Charles Woodhouse died in St. Louis, Missouri. He was coming home from performing on his violin with a musical group to earn money to travel on to Utah. He had too much to drink and fell in a open hole filled with water. He was found floating with his violin floating next to him.

A similar version can be found in a note at familysearch.org

Charles Woodhouse downed in an open basement of a house that was going to be built that had filled with rainwater. He was working at a Party in Quincy, across from St. Louis. He played the fiddle at parties. Coming home in the dark he fell into the water filled basement hole and was found next morning there with his fiddle floating beside him.
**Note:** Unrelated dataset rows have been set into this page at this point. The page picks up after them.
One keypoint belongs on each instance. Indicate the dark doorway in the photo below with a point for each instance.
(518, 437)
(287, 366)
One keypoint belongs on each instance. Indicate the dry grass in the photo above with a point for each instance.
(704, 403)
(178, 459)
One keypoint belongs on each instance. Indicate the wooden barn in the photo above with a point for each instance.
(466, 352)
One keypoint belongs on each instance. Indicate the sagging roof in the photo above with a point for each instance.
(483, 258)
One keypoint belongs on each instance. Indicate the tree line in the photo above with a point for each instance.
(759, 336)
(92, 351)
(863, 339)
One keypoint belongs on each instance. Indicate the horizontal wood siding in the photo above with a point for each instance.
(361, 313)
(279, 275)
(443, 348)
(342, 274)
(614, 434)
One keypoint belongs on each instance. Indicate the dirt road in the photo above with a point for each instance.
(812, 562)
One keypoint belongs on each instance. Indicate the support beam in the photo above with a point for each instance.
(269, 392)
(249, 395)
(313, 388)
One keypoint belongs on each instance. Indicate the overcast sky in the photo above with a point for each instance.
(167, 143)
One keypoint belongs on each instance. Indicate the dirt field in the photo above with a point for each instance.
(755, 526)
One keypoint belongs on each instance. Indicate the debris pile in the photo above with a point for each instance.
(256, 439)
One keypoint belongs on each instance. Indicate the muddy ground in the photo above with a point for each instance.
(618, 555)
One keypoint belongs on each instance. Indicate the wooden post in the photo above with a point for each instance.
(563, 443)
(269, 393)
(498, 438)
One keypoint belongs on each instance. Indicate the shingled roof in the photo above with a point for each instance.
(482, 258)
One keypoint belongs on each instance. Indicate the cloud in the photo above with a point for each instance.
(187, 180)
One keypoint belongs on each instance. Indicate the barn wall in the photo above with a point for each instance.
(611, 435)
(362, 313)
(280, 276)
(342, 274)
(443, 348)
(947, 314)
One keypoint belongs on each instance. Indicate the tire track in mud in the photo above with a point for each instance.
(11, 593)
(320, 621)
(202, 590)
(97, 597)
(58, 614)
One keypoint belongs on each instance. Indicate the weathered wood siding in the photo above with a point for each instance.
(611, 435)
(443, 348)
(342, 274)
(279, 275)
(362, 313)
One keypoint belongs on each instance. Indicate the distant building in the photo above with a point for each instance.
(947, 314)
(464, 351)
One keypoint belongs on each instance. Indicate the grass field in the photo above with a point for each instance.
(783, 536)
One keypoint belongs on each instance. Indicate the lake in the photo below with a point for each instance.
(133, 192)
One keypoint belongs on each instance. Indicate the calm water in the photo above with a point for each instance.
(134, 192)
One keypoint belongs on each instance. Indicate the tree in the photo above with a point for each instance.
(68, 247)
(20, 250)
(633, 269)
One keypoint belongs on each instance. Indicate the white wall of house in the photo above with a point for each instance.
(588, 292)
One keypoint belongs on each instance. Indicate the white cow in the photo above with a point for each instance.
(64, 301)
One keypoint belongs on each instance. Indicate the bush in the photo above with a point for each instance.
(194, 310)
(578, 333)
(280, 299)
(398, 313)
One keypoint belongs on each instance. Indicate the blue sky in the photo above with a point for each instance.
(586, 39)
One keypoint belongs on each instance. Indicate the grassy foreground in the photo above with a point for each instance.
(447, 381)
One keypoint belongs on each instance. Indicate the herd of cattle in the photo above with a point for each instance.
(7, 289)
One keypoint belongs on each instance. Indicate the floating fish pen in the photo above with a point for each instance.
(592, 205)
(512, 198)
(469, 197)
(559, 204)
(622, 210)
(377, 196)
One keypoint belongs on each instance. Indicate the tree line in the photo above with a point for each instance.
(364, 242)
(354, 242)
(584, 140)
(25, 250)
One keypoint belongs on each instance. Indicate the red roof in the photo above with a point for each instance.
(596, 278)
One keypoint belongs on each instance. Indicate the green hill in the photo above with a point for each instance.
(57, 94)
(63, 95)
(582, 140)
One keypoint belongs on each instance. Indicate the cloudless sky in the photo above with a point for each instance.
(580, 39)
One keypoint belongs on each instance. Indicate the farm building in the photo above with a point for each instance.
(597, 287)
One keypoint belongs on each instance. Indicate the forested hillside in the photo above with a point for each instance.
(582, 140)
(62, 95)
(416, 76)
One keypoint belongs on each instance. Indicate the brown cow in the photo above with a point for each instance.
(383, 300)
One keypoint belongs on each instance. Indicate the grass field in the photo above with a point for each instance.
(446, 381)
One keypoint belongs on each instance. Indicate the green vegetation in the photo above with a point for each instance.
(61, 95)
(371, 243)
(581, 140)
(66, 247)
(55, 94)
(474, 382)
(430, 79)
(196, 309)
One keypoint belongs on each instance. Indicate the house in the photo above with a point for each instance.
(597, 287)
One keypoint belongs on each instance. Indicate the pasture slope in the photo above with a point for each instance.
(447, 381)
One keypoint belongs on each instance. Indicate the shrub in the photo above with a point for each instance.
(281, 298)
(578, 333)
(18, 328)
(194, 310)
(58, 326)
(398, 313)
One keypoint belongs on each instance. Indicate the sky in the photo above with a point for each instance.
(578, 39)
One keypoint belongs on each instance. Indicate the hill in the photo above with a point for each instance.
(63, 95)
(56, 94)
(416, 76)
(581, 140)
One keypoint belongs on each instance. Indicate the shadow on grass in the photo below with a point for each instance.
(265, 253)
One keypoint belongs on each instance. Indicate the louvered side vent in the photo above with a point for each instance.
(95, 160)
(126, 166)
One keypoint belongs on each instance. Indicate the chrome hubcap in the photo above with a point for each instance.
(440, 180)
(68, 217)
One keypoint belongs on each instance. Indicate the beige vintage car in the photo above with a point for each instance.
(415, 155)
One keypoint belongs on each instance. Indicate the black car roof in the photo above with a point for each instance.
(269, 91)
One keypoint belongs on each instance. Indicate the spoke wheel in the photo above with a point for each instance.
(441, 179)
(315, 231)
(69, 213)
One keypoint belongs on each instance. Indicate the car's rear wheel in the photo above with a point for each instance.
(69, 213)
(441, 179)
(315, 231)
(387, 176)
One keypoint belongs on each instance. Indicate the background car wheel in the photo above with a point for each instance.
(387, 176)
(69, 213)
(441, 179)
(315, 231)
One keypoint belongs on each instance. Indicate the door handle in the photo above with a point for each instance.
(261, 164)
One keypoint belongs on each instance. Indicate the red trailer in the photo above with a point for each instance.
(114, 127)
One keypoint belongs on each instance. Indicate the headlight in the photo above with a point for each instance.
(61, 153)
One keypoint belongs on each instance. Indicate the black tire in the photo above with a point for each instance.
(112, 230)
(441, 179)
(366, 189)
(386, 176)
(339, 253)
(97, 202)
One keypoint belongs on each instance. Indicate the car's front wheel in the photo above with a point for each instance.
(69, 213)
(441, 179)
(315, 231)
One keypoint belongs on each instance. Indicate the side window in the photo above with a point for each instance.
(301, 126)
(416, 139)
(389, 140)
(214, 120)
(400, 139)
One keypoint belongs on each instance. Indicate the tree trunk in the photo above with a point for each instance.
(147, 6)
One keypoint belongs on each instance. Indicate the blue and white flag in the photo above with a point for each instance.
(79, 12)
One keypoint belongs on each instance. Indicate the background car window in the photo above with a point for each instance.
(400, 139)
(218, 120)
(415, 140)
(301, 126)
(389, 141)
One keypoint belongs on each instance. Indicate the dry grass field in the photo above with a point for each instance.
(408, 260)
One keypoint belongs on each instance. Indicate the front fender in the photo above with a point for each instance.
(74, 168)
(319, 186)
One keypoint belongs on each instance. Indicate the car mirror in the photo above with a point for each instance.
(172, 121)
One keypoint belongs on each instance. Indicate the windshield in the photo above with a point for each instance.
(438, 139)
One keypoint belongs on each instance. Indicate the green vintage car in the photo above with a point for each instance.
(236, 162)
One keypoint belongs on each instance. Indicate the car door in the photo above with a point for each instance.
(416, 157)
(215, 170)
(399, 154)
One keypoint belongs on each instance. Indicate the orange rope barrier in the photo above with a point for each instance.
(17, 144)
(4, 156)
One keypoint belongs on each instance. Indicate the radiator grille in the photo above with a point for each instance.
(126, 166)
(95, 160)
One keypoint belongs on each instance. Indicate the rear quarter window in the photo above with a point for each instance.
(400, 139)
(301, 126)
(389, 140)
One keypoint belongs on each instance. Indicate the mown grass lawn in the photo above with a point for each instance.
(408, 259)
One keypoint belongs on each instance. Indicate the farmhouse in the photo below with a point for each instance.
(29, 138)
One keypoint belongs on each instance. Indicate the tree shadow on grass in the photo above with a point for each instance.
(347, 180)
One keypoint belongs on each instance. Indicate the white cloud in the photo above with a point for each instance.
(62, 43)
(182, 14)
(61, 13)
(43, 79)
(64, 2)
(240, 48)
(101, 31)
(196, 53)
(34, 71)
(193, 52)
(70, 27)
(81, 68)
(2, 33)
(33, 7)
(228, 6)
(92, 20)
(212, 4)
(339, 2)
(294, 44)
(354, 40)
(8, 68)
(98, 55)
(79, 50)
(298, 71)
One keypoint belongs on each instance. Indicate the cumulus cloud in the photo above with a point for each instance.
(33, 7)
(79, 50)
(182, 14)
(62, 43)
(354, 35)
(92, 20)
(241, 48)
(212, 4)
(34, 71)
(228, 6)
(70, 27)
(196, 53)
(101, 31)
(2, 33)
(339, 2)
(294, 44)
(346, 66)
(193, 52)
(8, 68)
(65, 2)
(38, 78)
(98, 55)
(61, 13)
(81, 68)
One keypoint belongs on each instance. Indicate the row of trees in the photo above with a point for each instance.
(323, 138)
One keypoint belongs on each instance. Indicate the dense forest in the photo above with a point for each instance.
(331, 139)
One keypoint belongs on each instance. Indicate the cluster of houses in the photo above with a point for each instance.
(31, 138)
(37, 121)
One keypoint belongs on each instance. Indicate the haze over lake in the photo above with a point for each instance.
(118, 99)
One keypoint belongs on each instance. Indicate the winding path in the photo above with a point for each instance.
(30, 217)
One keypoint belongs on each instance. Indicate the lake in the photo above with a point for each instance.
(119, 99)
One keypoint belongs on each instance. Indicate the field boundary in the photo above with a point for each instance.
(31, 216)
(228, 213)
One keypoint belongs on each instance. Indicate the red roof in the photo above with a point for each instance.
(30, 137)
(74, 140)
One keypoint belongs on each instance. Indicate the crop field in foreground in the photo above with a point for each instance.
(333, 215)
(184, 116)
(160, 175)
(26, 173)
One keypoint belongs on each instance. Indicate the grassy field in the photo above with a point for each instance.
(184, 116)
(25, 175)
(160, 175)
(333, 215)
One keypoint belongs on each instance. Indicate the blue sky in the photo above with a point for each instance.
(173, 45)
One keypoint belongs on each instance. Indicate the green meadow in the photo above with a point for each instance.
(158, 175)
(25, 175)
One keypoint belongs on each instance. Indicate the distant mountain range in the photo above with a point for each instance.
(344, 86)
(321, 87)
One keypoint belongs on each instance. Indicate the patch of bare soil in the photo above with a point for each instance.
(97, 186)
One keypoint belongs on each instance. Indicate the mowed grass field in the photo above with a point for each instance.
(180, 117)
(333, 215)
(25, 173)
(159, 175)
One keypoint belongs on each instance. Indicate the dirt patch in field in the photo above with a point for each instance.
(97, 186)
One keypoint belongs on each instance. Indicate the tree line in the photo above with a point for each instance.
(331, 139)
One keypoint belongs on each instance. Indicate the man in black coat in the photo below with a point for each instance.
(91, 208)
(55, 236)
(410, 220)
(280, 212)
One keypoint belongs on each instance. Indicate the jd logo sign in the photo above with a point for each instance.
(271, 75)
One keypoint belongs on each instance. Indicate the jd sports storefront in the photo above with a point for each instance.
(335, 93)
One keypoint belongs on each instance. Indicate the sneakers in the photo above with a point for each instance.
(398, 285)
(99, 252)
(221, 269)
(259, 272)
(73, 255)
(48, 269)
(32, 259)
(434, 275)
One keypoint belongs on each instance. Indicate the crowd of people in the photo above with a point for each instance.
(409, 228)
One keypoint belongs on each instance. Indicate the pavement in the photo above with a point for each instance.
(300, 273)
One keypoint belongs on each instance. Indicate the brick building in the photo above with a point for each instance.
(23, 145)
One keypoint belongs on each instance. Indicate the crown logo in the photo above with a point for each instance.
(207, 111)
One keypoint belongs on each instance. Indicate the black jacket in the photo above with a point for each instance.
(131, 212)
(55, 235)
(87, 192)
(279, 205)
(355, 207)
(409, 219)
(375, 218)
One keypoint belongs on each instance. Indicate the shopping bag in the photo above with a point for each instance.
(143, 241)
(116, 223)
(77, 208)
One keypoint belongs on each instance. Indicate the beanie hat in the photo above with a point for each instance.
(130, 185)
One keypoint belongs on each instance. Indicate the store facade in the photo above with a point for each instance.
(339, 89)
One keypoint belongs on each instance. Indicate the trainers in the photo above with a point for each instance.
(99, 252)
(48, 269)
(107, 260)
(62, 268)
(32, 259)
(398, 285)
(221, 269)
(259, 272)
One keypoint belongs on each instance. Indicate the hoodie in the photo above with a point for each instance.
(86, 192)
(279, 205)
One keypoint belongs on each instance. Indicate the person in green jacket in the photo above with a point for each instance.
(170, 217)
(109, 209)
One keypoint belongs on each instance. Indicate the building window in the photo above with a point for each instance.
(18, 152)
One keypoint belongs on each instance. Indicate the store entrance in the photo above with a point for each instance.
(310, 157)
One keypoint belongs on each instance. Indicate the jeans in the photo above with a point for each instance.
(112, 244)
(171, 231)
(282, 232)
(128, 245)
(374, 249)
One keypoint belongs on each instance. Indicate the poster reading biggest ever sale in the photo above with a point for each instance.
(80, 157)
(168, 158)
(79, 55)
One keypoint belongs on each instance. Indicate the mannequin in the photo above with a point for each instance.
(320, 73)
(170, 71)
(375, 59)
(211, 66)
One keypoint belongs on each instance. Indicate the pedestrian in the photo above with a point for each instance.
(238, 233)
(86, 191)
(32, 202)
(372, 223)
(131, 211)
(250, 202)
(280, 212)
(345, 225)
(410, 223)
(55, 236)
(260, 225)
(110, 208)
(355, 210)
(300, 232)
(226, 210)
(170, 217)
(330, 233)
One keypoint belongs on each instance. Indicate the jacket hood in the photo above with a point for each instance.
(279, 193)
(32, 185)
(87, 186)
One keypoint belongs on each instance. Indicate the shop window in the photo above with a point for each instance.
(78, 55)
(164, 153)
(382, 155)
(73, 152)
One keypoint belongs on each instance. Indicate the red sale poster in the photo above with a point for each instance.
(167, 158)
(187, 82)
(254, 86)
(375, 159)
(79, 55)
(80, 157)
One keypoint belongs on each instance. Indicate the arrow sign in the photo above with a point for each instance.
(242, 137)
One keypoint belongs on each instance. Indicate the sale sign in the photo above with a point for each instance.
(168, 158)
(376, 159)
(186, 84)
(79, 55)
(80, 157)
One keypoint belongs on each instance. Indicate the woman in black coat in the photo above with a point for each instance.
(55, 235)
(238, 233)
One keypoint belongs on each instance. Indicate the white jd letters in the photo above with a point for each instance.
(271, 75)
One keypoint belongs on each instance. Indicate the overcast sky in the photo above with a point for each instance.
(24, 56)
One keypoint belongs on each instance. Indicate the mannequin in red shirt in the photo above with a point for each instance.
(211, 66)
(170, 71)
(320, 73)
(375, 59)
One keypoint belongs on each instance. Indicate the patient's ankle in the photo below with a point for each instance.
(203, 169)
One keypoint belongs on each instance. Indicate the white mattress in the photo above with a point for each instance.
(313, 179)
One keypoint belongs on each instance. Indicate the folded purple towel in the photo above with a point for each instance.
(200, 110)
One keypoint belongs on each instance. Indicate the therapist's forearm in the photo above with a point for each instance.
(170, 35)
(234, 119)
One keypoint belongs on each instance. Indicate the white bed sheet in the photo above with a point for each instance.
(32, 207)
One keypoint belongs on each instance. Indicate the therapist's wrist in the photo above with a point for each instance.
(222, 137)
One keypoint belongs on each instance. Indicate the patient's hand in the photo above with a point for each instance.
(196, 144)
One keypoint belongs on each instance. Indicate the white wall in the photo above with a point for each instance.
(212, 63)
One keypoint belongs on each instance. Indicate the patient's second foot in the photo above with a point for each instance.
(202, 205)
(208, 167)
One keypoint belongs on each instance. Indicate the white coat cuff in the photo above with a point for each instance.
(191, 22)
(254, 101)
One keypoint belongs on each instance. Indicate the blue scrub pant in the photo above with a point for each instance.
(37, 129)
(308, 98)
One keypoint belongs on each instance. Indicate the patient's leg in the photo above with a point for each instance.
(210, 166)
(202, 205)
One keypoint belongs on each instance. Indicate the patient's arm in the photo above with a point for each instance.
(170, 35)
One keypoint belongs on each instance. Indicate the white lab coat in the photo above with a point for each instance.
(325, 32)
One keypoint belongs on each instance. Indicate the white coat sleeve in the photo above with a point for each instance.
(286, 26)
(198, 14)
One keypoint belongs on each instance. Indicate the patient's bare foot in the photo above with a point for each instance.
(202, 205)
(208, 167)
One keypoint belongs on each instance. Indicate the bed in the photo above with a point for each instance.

In this case, the author goes on to say

Information was passed down from Charles Chambers Woodhouse to son Charles W. Woodhouse and Daughter to Alice Ann Woodhouse Lindsay to Her Sons to Charles and Alan Lindsay then Passed on to Daughter of Alan Lindsay to Patricia Lindsay Clemons. Personal Interview with Patricia Lindsay Clemons by Jennifer Lindsay Palmer .

Unfortunately, there is no way to verify this. At Ancestry.com, we find the following, apparently an obituary, but the newspaper in which it was printed is not identified.

Birth: Aug. 13, 1806 Doncaster
South Yorkshire, England Death: Jul. 1, 1851
Saint Louis
St. Louis County
Missouri, USA
Son of John Woodhouse and Elizabeth Kitchenman

Married Ann Long, 6 Oct 1829, Bawtry, Yorkshire, England

Children - Sarah Woodhouse, Charles Chambers Woodhouse, Amelia Woodhouse, Norman Woodhouse, Mary Ellen Woodhouse, John Woodhouse, Joel Silverwood Woodhouse, Ann Woodhouse

History - Charles Woodhouse died in St. Louis, Missouri. He was coming home from performing on his violin with a musical group to earn money to travel on to Utah. He had too much to drink and fell in a open hole filled with water. He was found floating with his violin floating next to him.

Ann Long came to Utah with Captain Jepson company, 1852. 

It is interesting to speculate what may have happened here. Apparently, Charles Woodhouse’s body was never found and thus never buried, so he probably did drown (and probably not in a basement or other enclosed structure). Both Charles Woodhouse and his son John were tailors, so it makes sense that he would have travelled to another city to earn money by working there. If he was working as a tailor, thee is no reason to think he wouldn’t also have played at dances or other events, perhaps to earn extra money. I rather suspect something like this is true, although the part about “his violin floating next to him” does seem rather fanciful.

As an aside, one could wish that people posting accounts like this on the Internet would leave a proper citation. This is especially true of the purported obituary which makes no mention of the paper in which it was printed. In fairness, the person posting it may not have had that information but simply found it elsewhere. But that only means that someone else failed to provide a proper citation, and that the person posting it failed to acknowledge the unknown provenance. We should always be careful to cite our sources. If nothing else, do it out of consideration for others.

Comments

  1. I agree about a proper citation. However lets look at it this way. It would be a shame if the story or some version was true and was never written down. Now it is up to us to do the research and fine the real story and give it the proper citation. I hope you are able to get the complete story someday.